Based on a recommendation from Chase Jarvis, I purchased an G-safe external drive with two raid 0 1TB drives. It’s certainly not the cheapest drive unit out there, but it’s still reasonably priced. It’s very well built, highly respected , and well worth the money. This is a quality piece of equipment.
It was the quality of the product that got me thinking about the quality of my computing environment. Most of my problems seem to relate to the quality of the equipment used and It’s also quality that I sell to my clients. I invest significant sums in quality photographic tools, but had missed the boat with my computing environment.
Perhaps missed the boat is the wrong definition. In my opinion, the PC market has moved downstream to low margin, high volume products with a increasingly limited investment in quality control.
The Apple buying experience
Obviously, as a photographer, I have been hearing from Apple users about their experiences for some time. I ad decided some time ago that upon the retirement of my current system I would review my choice of platforms.
So, I started surfing the apple site to find out more about the products. I also happily discovered that my ASMP membership had a benefit of discounts on Apple equipment. Since I am in Canada, it’s wasn’t clear if I could access the discount, so I decided to phone them with a few questions. Not only did they happily spend over 45 minutes on the phone with my endless stupid questions, Greg (the Apple representative) also understood the requirements of a professional photographer and often anticipated my questions. We even explored a lower end system to see if it might meet my needs for less money. He also recommended several third party vendors for some components, along with simplifying my configuration.
As soon as he found out I was in Canada, every price was in Canadian dollars. This one of the only times I have spoken to a US vendor without doing currency conversions in my head.
The decision
I came to the conclusion that my applications are the most important tools. Lightroom, MS-office (or iWork), Photoshop, and my business apps are all available on the Mac. Most of them allow me to transfer the license and download the new version over the net.
Leaving XP for Windows 7 requires the same amount of work, if not more, than moving to Mac and I fear Windows 7 is just a fancy release of Windows Vista with some of the bugs fixed (and new ones added). I also suspect buying another windows platform is just going to give me more grief from cheaply made components.
The Mac OS is basically an implementation of the mature (and stable) Unix operationg system with a sophisticated graphical interface.
So…..I decided to take the plunge.
Now, I am not a half way kind of person, nor do I plan for the short term. If my plan is on track. I will have quality equipment that will last a long time. I expect to move into less critical roles, but avoid the forklift upgrades of the PC world.
So I ordered the MAC Pro with dual 4-core Nehelam chips and 16GB of memory. I can go to a max of 32GB, but this is the limit of the memory chips available, not the OS.The memory DIMMS for 32GB were quite expensive, so I opted for 16GB and a future upgrade in the distant future. I went for the dual CPUs to retain the option of perhaps moving into video.

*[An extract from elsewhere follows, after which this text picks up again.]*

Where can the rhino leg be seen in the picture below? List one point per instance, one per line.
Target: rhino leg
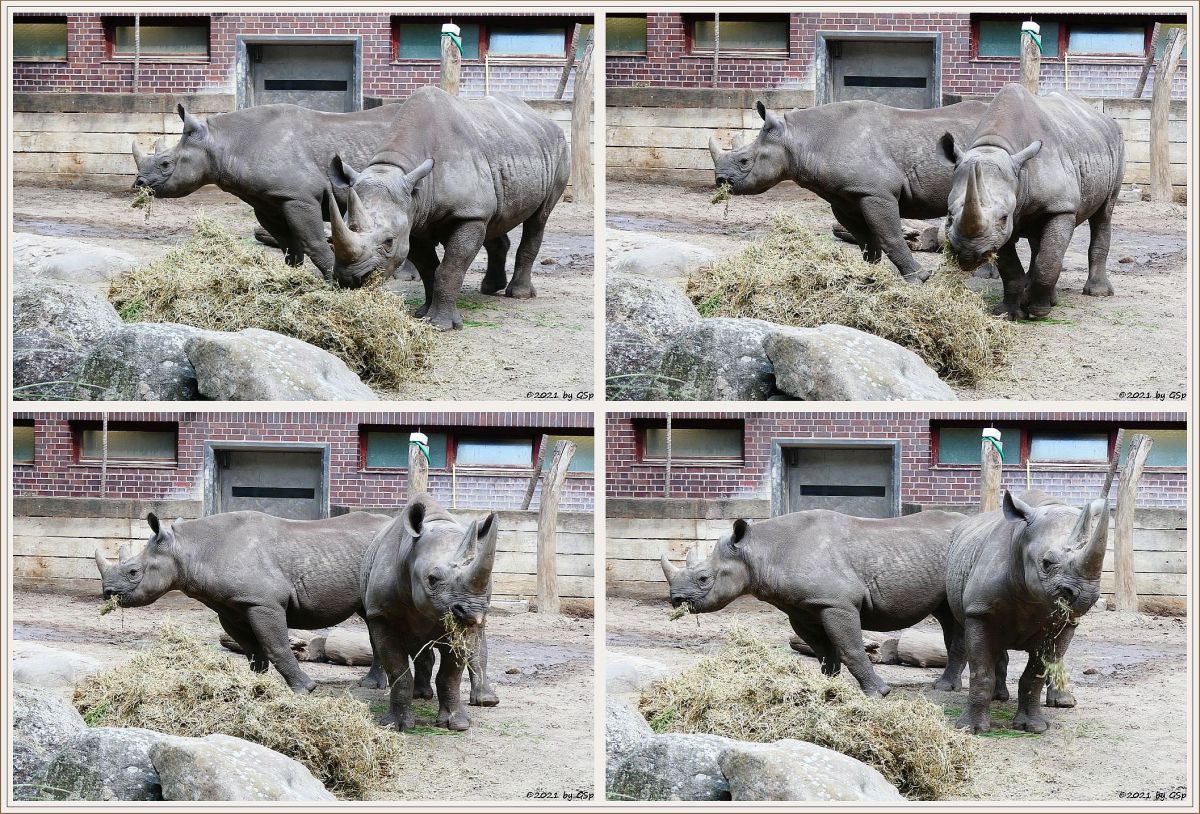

I can run my 4GB Windows system as a virtual machine, if I want and still have plenty of memory.
I went with the 30″ apple monitor, as I have been hearing rave review about this monitor for some time. I’ll still use my old monitor, but I’m moving to a dual configuration. I’ve really started to see the benefits of increased monitor real estate.
I’ve also ordered a Mac Air laptop, as I need to be able to get mobile. I’m still unsure if the Mac Pro laptop might have been a better choice, but the Air is significantly lighter.
So now I await the equipment arrival and hope the old system holds together for the migration.